A radiocirurgia cerebral é um tratamento de altíssima precisão que entrega doses elevadas de radiação diretamente em tumores ou malformações vasculares, poupando ao máximo os tecidos saudáveis ao redor. Para garantir que os feixes de radiação atinjam o alvo com exatidão submilimétrica, é absolutamente fundamental impedir qualquer tipo de movimento da cabeça do paciente durante o procedimento. Nesse cenário, a escolha do sistema de imobilização — entre o halo estereotáxico (quadro rígido) e as máscaras termoplásticas — define não apenas a dinâmica do tratamento, mas também o nível de conforto e invasividade ao qual o paciente será submetido.
O halo estereotáxico, considerado o método tradicional “padrão-ouro” de imobilização, é uma estrutura metálica rígida fixada diretamente nos ossos do crânio do paciente por meio de pequenos pinos, sob anestesia local. Por ser um dispositivo invasivo e de fixação óssea direta, ele oferece uma imobilização praticamente perfeita e nula probabilidade de deslocamento, sendo a escolha ideal para lesões extremamente pequenas ou localizadas próximas a estruturas críticas. No entanto, por exigir um procedimento cirúrgico simples para sua colocação e causar certo desconforto físico e ansiedade, sua aplicação costuma ser limitada a tratamentos realizados em uma única sessão (dose única).
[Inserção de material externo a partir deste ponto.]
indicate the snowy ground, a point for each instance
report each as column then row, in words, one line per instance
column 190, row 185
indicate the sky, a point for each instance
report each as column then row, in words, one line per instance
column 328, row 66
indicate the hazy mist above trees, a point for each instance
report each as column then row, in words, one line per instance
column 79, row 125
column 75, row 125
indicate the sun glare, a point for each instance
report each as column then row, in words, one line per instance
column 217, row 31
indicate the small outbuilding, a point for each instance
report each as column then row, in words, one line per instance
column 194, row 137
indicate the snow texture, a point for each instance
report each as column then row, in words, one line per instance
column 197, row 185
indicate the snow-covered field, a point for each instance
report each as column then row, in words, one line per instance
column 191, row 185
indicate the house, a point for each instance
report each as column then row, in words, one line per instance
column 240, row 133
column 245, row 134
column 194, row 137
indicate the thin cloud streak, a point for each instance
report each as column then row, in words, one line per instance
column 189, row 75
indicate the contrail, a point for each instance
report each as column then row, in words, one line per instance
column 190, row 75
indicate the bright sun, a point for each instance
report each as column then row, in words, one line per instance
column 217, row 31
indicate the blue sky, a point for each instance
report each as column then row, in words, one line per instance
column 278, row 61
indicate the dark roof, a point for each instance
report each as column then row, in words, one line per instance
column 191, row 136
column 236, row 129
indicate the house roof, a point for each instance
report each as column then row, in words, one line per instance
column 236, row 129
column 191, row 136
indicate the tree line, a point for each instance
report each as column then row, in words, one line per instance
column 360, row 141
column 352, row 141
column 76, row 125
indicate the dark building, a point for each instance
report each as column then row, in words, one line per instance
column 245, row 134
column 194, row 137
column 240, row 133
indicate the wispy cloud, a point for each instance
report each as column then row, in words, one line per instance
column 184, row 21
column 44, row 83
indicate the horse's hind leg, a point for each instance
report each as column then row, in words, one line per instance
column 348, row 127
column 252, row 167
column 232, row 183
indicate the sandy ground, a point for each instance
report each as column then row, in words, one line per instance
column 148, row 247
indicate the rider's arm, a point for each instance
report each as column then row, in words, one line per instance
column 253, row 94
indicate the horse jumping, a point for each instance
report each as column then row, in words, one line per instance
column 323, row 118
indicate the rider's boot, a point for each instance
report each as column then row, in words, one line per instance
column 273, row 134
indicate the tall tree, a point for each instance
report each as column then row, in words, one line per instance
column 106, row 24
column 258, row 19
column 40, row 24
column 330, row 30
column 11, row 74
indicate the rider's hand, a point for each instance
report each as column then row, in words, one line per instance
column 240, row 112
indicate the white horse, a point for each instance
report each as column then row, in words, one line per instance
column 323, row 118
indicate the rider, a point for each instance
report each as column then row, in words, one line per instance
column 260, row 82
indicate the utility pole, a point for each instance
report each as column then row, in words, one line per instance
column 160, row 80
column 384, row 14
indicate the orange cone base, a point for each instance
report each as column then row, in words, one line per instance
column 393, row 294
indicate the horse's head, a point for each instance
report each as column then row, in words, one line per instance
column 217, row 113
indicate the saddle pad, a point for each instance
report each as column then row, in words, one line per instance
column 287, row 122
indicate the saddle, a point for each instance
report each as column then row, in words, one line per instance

Em contrapartida, as máscaras termoplásticas representam a evolução não invasiva e muito mais confortável da radiocirurgia moderna. Moldadas sob medida para o rosto e contornos da cabeça do paciente através do aquecimento do material, elas cobrem a face e são travadas firmemente na mesa do tratamento. Embora não perfurem a pele, as máscaras de última geração, combinadas com sistemas de rastreamento de imagem em tempo real no próprio aparelho, garantem uma precisão equivalente à do halo. Essa abordagem “sem pinos” revolucionou o procedimento ao eliminar a dor do processo de fixação e reduzir significativamente o estresse emocional.
A escolha entre os dois métodos depende do protocolo médico, do tipo de equipamento utilizado (como Gamma Knife ou Acelerador Linear) e do número de sessões planejadas. Enquanto o halo exige que todo o processo — do exame de imagem ao tratamento — seja feito no mesmo dia devido à fixação dos pinos, a máscara permite o fracionamento da radiocirurgia em vários dias sucessivos. Dessa forma, a máscara abre portas para tratar lesões maiores de maneira mais segura para o cérebro, consolidando-se como a opção preferida na maioria dos centros médicos atuais por unir alta precisão e bem-estar ao paciente.